Agentic workflows for marketing
Another example of how agents can be chained together to achieve a goal was shown in a ServiceNow demo - automating creative production from brief to launch. From a campaign brief, the ‘Creative Production Agent’ built a production plan, sourced assets, and applied brand guidelines.
In this scenario a validation layer then flagged and fixed non-compliant assets, and a ‘Predict Engagement’ skill ran simulations against synthetic audiences to forecast how well the campaign would perform.
Demo of an agentic workflow in Adobe CX Enterprise
Walmart gave an example of how they are using their marketing infinity machine to automate content creation - in particular product launch campaigns - which has increased the volume of content they create by 49% and this has resulted in an eCommerce conversion increase of 8%.
After two days of keynotes and demos, my head was spinning. Adobe have woven generative AI into nearly all corners of the Experience Platform, plus also launched new AI-powered products (e.g. Brand Intelligence).
Speaking to other attendees they felt the same way - with the question being where to begin?
AI adoption for marketing teams
In this way, I think it’s strikingly similar to where a lot of companies are with adoption of AI more broadly. The aspiration (as a client put it to me today) is to go “from AI literacy to AI fluency” - and they need help with this transition.
With the new product range from Adobe, marketing teams will need help identifying which of their manual workflows are best suited to be agents or skills, and also assistance with building these and deploying them.
These workflows are different from those you would typically build in ChatGPT, Claude etc. And this is the advantage that Adobe are pressing. If you are using Adobe Experience Platform, you can now use CX Enterprise to create agentic workflows that span across your martech stack.
“AI Agents are the user interface of the future”
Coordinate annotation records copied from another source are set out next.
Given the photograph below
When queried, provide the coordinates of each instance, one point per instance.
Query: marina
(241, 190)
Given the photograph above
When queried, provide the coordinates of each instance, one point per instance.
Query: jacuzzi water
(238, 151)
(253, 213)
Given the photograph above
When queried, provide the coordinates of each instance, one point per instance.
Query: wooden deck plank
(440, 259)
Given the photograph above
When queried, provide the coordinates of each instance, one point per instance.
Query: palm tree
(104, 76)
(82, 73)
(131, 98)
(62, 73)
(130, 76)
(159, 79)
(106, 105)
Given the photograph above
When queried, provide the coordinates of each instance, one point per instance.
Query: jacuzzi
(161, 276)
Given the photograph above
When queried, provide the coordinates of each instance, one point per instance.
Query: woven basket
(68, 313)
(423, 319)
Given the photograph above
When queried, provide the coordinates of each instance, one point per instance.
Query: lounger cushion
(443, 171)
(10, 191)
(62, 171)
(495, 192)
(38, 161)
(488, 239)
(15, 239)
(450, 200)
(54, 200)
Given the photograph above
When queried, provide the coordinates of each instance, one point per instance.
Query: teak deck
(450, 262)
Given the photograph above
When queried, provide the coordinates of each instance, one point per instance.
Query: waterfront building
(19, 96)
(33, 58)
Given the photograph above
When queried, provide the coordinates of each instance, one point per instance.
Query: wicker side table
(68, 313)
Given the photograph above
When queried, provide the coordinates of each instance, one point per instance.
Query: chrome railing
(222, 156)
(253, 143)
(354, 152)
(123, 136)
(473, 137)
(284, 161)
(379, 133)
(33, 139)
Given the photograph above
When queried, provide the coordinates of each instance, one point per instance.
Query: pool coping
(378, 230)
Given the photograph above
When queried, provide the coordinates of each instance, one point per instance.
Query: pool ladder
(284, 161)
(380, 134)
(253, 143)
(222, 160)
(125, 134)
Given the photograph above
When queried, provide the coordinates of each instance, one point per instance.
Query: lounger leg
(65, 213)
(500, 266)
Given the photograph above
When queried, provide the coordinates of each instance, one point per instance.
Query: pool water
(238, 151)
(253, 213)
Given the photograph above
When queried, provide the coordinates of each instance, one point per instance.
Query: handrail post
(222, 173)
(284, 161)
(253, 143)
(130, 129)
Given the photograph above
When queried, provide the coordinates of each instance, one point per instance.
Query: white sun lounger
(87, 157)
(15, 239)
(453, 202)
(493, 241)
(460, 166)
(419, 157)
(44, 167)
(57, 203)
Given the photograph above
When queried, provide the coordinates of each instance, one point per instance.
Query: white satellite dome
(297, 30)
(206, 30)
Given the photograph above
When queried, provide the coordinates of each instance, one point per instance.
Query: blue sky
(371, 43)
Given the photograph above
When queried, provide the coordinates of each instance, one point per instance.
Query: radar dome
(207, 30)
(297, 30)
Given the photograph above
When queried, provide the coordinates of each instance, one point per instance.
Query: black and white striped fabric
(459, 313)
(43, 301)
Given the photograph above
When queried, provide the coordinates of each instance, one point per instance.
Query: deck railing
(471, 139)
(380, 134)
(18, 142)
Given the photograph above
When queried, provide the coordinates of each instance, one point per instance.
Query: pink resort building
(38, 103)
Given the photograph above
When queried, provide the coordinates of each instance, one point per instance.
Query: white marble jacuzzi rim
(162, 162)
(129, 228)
Adobe are smartly repositioning themselves from being a legacy software company (personally, I have been using Adobe products for 30 years!) to lead the way with AI and agentic platforms. That Adobe’s CEO is good buddies with Jensen Huang (founder and CEO of NVIDIA) is a good way to keep in touch with where things are heading!
In fact, one of the highlights for me of the Adobe Summit was seeing Jensen live on stage in the Day One keynote. He is one of the world’s biggest cheerleaders for AI (any why not, NVIDIA became the highest valued company in history this week!), and as he said in his keynote “AI Agents are the user interface of the future”.
Adobe are moving quickly to embrace this. But there is still a question as to whether the companies that buy the software can move at the same pace.
My photo of Jensen Huang on stage at Adobe Summit
There will be a lot of work for companies that use Adobe Experience Platform to understand how CX Enterprise fits within their existing martech stack, and once that is solved to identify which AI Agents to build, how to build them, and how to operate them.
Not to mention consideration for the people in the teams, and the change that platforms like this will have on their roles moving forward.
The Procter & Gamble CEO was right, you can no longer meet content demand with humans alone. But that’s not a reason to stop thinking humanly. The companies that get the most from a marketing infinity machine won’t be the ones who automate the most, they’ll be the ones who are clearest on what still needs a human hand.